愛してたって、秘密はある。について少しだけ

このドラマはあんまり話を追わず 結構ぼやぼやみてたのですが、最終回をみて思うことがあったので少し話してみます。

主人公のことを彼と明示します。


《早速ネタバレがありますので、最終回まで見てなくてトリックを知りたくない人は読まないでください》













ここでは彼の「二重人格」にまつわる自分なりの解釈のようなものについて話してみます。
まずあらすじを少し。
彼は中学生の時、母に暴力を振るう父を目撃します。
母の命が危ないと感じた彼はとっさに父を殺害します。
父を殺害した彼は、自分のしたことが正しいことであると暗示することで罪の意識を和らげ、辛うじて生きていくことができていました。
そして母も息子を警察に連れていくことはしませんでした。

それから十分な時間が経過したある時、大学生の彼は父の精神の弱さや日々の苦悩が綴られた日記を見てしまいます。
その時彼が抱いていた「悪者」としての父の像が砕けると同時に、自らの犯した罪の重みを再認識することになります。
善行だと暗示してきた自らの行動が人殺し以外のなにものでも無かったことに気付くと、深く嘆き、絶望して、彼の心の拠り所はなくなります。

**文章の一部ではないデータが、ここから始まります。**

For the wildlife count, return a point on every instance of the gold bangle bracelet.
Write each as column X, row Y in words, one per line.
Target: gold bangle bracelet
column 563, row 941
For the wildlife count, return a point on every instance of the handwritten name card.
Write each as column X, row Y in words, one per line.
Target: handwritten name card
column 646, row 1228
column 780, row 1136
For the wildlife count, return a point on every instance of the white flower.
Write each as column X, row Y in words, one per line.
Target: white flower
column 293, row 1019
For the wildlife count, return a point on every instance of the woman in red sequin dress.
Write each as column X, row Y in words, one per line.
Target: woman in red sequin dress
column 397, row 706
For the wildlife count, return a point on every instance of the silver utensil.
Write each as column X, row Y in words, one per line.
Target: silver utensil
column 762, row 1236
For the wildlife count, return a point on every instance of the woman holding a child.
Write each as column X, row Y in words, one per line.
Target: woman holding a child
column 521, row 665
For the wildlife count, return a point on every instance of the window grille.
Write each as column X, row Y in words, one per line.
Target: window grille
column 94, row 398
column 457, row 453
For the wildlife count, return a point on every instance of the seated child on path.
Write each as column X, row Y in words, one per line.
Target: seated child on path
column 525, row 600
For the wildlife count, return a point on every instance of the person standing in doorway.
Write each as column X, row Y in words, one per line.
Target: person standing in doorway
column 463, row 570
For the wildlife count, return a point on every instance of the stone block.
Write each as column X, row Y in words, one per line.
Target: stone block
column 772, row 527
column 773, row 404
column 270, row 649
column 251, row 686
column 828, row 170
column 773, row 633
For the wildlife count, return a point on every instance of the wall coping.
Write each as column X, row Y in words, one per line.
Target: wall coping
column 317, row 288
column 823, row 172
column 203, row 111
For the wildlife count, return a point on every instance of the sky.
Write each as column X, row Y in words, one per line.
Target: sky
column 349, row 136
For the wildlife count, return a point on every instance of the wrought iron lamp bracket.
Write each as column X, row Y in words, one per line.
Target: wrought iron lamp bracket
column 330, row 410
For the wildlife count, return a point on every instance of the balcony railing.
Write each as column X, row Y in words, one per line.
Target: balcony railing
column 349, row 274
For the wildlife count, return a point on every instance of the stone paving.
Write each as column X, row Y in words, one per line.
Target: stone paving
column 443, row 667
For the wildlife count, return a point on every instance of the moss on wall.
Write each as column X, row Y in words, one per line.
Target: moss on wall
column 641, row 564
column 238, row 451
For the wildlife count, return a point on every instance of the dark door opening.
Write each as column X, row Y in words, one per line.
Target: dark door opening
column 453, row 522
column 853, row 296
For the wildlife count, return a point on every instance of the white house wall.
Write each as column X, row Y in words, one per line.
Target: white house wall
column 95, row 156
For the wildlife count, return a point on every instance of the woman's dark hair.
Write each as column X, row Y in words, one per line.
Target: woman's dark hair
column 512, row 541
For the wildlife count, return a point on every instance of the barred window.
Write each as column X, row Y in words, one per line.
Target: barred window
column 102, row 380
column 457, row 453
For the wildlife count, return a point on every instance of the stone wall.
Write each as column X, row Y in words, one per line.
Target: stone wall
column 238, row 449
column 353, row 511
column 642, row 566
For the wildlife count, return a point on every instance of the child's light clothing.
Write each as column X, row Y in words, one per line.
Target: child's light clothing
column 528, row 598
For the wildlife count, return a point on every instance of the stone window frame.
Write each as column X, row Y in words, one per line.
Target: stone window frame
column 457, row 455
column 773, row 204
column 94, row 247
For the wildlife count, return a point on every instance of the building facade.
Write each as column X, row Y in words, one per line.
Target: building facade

それとほぼ同時に彼のもう1つの人格があらわれることになります。

それではここでの彼のもう一つの人格とはどのようなものなのでしょう?

それは彼自身です。
とはいっても現実世界において理性的な行動をしている自分ではなく、彼の深層心理 無意識のようなものなのでしょう。
もっとわかりやすく言えば、彼の作り出した想像世界における「自分」と捉えることができるのではないでしょうか?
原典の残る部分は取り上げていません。